The Arkansas Supreme Court unanimously declared the voter identification law unconstitutional before midterm elections this year.
Act 595, which went into effect at the beginning of this year, stated that state residents must present a valid, state-issued photo ID at the polls in order to vote. The Arkansas State Constitution states that in order to vote, a person must be a citizen of the United States, a resident of Arkansas, registered to vote and over the age of 18.
“The new voter ID requirement amounted to an additional qualification that a resident had to meet in order to vote in Arkansas,” said Jeff Priebe, the lead attorney for the plaintiffs in the case.
There were four plaintiffs in the seven-month case. Three were suing because they were registered voters who lacked photo ID, and the fourth was a conscientious objector, suing on principle because of the the illegitimacy of the law, Priebe said.
All seven justices on the Arkansas Supreme Court found the law unconstitutional. Four said that it violated Article 3 of the state constitution, which specifies voting qualifications, and three said it violated the 59th Amendment to the Arkansas Constitution, Priebe said.

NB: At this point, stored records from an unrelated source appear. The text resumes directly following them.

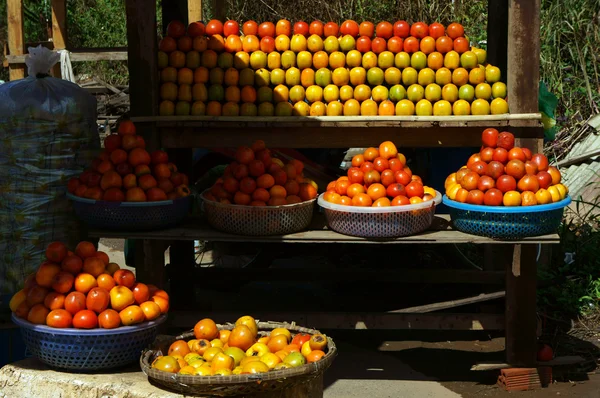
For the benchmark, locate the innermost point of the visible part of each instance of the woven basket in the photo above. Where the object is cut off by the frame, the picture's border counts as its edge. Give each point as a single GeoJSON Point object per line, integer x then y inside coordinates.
{"type": "Point", "coordinates": [259, 221]}
{"type": "Point", "coordinates": [238, 385]}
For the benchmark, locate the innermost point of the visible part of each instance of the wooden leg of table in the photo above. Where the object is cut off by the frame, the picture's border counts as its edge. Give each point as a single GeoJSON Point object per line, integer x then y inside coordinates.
{"type": "Point", "coordinates": [521, 320]}
{"type": "Point", "coordinates": [150, 262]}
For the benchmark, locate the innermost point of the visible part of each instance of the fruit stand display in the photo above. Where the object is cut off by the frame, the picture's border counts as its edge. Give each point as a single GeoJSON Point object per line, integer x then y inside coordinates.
{"type": "Point", "coordinates": [230, 121]}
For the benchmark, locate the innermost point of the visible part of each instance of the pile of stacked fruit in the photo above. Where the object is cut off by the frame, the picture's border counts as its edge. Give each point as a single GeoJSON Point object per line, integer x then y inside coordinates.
{"type": "Point", "coordinates": [257, 179]}
{"type": "Point", "coordinates": [502, 174]}
{"type": "Point", "coordinates": [240, 350]}
{"type": "Point", "coordinates": [321, 69]}
{"type": "Point", "coordinates": [82, 289]}
{"type": "Point", "coordinates": [378, 177]}
{"type": "Point", "coordinates": [125, 171]}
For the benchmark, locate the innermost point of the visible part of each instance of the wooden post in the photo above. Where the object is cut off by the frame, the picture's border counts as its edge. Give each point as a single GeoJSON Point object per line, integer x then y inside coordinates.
{"type": "Point", "coordinates": [194, 10]}
{"type": "Point", "coordinates": [16, 38]}
{"type": "Point", "coordinates": [497, 34]}
{"type": "Point", "coordinates": [59, 29]}
{"type": "Point", "coordinates": [521, 320]}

The law was passed to prevent voter fraud, Priebe said. However, voter fraud is not very common, and the number of people who lost the ability to vote because of the law far exceeded the potential number of cases of in-person voter fraud.

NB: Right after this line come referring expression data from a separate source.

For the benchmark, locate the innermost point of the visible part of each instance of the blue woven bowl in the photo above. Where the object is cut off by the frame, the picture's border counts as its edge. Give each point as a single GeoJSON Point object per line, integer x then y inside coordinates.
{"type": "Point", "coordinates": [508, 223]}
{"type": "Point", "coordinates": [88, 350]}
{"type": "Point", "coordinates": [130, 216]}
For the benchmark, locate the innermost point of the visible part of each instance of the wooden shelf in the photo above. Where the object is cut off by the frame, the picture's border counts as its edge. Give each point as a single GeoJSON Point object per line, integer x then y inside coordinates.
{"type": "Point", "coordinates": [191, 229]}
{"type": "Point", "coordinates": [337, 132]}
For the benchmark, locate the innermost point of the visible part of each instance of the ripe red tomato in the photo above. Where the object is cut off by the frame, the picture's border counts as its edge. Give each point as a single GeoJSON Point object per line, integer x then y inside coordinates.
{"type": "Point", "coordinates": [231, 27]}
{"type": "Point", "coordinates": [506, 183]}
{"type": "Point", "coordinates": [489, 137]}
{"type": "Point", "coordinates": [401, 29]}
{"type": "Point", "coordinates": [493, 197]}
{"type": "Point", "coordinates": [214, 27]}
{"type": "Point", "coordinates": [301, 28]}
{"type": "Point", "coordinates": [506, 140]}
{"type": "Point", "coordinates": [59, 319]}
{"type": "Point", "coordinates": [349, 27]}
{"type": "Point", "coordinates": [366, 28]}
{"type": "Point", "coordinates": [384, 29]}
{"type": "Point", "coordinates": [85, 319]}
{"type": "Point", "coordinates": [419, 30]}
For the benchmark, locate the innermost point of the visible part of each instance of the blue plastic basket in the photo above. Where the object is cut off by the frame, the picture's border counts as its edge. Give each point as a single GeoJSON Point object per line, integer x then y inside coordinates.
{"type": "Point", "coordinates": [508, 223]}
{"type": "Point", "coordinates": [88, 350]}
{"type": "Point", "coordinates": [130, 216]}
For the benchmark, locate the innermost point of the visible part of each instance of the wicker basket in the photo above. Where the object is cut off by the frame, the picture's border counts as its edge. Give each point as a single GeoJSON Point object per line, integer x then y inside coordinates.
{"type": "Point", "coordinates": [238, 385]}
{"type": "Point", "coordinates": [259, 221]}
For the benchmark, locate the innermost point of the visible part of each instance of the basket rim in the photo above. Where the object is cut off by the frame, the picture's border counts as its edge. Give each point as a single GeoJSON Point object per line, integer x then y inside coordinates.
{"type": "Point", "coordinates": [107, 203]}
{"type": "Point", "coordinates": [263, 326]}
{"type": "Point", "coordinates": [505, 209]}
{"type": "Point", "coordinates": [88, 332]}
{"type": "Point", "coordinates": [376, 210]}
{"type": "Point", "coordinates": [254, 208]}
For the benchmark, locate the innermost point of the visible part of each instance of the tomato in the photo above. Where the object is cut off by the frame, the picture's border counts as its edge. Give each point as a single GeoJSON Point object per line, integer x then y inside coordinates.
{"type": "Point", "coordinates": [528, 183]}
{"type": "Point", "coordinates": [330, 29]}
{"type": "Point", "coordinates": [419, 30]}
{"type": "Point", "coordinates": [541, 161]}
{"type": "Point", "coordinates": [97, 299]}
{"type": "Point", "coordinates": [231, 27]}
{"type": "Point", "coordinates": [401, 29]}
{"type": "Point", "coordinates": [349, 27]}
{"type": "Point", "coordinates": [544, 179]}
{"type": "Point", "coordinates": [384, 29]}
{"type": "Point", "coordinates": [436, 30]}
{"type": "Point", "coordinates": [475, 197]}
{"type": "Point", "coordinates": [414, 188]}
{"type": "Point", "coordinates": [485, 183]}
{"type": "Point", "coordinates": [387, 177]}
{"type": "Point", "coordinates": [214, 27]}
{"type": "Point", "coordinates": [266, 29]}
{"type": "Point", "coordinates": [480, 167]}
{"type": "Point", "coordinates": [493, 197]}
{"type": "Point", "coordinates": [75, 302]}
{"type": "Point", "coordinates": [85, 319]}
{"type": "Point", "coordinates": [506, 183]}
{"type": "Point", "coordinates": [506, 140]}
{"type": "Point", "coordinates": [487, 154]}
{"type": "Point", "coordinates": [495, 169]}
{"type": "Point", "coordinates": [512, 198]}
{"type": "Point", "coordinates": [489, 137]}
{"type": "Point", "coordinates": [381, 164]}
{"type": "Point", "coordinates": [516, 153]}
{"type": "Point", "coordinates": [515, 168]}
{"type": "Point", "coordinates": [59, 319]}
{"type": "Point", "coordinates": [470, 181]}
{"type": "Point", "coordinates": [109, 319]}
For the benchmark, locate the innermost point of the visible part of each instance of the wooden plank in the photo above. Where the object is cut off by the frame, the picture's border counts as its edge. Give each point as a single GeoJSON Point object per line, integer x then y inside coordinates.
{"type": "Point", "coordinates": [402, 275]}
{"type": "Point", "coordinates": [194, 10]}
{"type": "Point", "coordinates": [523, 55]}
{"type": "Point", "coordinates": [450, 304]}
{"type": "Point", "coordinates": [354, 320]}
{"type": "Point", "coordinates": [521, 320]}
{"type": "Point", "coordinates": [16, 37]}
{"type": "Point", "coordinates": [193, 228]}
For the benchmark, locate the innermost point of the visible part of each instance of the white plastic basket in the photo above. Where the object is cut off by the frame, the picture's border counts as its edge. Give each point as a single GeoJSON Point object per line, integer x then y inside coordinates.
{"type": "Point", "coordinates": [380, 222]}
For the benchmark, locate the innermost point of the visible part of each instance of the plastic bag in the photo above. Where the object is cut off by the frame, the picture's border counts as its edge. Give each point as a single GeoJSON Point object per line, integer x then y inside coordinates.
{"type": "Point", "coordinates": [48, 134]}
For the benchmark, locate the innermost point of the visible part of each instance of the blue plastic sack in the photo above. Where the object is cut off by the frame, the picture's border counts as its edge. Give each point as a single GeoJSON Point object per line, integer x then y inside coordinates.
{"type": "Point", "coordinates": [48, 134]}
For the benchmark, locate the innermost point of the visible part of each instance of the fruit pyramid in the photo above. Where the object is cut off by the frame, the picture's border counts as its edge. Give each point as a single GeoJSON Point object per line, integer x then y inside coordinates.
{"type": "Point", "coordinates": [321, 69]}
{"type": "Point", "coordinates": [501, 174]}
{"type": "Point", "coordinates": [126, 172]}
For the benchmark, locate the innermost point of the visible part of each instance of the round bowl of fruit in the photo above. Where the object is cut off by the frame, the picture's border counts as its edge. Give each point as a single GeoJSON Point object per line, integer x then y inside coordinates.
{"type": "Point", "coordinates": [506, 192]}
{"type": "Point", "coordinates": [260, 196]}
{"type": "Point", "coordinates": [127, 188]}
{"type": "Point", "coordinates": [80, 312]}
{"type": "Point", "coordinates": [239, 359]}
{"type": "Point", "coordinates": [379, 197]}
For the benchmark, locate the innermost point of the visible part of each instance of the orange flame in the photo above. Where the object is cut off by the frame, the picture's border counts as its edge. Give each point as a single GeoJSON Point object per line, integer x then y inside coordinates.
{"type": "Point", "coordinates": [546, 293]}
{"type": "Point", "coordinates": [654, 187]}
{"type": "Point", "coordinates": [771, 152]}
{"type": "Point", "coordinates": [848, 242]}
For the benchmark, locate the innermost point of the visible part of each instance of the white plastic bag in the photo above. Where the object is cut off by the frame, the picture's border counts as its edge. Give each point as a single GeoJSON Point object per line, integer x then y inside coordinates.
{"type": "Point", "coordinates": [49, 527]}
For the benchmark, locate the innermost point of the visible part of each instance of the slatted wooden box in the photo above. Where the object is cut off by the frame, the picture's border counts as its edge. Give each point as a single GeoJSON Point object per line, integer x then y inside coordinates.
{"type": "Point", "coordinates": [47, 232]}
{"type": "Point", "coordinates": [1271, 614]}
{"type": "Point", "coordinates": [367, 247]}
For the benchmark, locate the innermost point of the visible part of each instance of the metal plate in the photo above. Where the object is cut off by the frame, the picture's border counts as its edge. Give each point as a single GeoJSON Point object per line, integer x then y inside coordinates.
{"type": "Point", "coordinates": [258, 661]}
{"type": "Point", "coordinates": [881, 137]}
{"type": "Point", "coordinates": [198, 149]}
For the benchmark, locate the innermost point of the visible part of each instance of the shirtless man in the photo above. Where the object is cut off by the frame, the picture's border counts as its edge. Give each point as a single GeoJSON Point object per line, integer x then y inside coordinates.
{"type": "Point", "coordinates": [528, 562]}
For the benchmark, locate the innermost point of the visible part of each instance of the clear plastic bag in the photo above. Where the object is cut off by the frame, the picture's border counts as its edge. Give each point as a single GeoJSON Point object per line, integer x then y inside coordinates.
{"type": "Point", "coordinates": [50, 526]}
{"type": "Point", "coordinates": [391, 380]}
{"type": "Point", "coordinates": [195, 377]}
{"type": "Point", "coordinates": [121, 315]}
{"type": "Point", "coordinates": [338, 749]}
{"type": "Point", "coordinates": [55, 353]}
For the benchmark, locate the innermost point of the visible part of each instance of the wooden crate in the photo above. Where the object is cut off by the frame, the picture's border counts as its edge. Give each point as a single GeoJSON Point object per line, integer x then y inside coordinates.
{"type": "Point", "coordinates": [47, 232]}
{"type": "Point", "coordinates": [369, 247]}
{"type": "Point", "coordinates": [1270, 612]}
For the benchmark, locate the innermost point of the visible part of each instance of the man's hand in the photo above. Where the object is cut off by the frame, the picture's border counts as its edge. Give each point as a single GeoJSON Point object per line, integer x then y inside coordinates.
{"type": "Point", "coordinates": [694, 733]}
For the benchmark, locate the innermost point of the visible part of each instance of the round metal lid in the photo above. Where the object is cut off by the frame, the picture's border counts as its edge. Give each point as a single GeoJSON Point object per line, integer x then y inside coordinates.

“As far as I can tell, there have not been cases of in-person voter fraud in Arkansas,” Priebe said. “After the spring primary election, there were over 1,000 ballots that were not counted because of the provisions of Act 595.”
The law, which was struck down Oct. 15, did not affect the ballots of the Nov. 4 election.

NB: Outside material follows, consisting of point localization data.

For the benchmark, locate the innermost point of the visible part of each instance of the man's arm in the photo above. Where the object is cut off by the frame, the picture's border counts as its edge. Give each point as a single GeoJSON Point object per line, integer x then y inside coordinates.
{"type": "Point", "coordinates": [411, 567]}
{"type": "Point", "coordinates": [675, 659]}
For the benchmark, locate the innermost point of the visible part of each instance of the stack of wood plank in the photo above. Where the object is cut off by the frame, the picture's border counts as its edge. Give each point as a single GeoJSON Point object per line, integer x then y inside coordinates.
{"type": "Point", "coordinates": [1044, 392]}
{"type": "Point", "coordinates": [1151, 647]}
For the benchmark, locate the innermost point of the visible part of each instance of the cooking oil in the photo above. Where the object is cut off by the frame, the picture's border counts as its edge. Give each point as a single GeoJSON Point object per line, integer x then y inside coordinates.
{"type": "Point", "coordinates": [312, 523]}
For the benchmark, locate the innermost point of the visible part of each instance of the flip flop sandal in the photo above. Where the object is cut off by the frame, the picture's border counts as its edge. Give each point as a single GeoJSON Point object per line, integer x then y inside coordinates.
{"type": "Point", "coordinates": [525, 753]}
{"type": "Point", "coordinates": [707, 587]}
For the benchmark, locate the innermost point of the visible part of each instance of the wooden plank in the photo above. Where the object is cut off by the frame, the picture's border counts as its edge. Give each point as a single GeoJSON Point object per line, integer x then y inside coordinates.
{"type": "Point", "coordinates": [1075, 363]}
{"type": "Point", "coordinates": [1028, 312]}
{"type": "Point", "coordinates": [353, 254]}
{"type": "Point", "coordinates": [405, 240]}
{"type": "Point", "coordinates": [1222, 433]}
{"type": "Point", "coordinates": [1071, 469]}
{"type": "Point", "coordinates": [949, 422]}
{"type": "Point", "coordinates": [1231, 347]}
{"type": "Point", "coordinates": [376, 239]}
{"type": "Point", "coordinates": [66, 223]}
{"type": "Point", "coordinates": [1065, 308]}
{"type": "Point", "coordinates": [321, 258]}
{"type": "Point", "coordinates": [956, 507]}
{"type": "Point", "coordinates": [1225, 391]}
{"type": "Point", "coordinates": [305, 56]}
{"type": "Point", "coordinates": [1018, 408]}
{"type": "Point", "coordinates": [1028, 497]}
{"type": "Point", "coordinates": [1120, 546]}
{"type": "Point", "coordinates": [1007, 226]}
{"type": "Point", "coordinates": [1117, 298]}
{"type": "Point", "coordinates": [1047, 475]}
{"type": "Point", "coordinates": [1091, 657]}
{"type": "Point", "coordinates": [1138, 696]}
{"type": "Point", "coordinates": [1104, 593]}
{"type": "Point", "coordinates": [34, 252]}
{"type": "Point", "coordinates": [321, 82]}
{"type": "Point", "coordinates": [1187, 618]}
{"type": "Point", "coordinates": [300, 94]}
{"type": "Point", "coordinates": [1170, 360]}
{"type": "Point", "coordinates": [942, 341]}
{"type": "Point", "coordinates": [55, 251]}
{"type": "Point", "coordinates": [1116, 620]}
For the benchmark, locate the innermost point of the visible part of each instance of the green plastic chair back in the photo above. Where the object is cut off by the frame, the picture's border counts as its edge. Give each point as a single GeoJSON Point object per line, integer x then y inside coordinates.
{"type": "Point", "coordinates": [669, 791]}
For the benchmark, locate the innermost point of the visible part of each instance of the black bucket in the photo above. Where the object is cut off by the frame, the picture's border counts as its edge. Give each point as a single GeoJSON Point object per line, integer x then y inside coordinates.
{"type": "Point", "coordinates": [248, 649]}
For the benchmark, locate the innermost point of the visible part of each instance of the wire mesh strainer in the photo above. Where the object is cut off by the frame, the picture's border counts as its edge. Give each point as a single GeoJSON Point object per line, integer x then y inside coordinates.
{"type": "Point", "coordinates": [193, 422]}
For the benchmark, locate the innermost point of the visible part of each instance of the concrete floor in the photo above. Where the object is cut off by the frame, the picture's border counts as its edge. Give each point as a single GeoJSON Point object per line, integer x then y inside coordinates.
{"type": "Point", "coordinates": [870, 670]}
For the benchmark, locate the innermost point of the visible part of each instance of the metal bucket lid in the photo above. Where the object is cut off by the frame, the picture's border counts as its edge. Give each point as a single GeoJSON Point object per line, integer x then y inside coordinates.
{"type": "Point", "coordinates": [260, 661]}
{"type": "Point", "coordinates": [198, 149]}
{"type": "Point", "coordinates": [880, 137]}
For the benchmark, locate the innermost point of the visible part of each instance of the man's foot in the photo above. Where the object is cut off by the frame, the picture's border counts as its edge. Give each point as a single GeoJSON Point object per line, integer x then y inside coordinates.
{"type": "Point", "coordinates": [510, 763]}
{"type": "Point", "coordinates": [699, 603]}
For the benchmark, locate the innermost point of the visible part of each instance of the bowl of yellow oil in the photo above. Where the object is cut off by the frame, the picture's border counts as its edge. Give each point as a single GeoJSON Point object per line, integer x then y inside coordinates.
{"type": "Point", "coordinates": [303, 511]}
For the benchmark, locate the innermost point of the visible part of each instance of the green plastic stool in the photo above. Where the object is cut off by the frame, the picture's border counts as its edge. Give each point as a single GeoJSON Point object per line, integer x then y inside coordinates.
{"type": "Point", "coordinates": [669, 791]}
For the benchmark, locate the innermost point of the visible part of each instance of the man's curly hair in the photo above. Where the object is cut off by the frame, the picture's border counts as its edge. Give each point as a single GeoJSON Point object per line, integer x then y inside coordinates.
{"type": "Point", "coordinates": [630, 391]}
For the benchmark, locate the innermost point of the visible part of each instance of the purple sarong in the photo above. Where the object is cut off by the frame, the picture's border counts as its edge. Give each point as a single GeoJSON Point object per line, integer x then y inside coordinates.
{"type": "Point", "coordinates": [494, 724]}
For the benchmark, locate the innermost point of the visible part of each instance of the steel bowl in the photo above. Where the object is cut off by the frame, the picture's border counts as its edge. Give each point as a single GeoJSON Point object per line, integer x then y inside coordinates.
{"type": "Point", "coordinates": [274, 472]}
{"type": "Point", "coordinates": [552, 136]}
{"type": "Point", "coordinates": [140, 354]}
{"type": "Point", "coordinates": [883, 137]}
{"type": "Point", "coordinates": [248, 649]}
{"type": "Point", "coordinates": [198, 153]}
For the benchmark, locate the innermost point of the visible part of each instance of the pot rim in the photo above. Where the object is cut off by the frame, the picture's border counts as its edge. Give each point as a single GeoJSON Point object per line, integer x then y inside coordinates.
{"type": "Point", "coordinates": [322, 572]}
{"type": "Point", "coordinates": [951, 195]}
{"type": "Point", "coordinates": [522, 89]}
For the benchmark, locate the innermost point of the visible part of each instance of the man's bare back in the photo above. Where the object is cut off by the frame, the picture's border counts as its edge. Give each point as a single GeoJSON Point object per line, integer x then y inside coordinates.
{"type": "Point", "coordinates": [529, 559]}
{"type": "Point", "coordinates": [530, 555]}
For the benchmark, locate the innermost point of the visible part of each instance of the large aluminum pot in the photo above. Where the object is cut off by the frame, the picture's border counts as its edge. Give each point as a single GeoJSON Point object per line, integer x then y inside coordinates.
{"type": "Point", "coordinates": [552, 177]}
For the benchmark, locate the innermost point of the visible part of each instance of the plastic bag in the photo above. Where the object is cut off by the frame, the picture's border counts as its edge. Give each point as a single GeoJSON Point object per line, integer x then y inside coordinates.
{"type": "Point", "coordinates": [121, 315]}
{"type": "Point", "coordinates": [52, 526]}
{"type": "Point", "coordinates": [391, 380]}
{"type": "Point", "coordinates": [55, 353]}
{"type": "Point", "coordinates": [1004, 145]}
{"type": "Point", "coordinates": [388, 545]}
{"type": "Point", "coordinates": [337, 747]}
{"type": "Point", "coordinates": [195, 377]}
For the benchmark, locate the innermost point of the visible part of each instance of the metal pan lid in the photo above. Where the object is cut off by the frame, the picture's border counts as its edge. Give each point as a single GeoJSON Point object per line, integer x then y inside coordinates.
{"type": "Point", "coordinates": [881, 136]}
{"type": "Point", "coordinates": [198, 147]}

“What’s interesting is, when this law was passed, the state legislature was told by the attorney general and Gov. Mike Beebe that this law had severe constitutional problems,” Priebe said. “I agree with the Arkansas Supreme Court in that this law prevented otherwise qualified Arkansans from casting ballots.”
Others agree that the law was unconstitutional.
“The United States has an abysmally low voter-turnout rate,” said Bill Schreckhise, the director of legal studies at the UofA. “We should do everything we can to make it as easy as humanly possible for people to vote.”
The law, which was deemed extra-constitutional according to court documents provided by Priebe, had potential to disenfranchise large swaths of people to prevent a problem that did not seem to actually exist, Schreckhise said.
“I don’t know of a single case where someone has gone to the polls and been turned away because someone else voted in their place,” Schreckhise said. “People aren’t willing to risk prosecution to attain a single extra vote.”
Several other state judiciaries, such as those in Pennsylvania and Missouri, have also come to this conclusion and have struck down their voter ID laws.
“I think you need to be able to prove that you live here if you want to be able to vote here,” freshman Stephen McAndrew said.
However, others disagreed.
“I got a minor in possession of alcohol over the summer, so I don’t have a driver’s license right now,” said freshman Colin Andrews. “I’m still a qualified resident of the state though, so I should be able to vote.”
Voters in Arkansas no longer must present a valid photo ID to vote.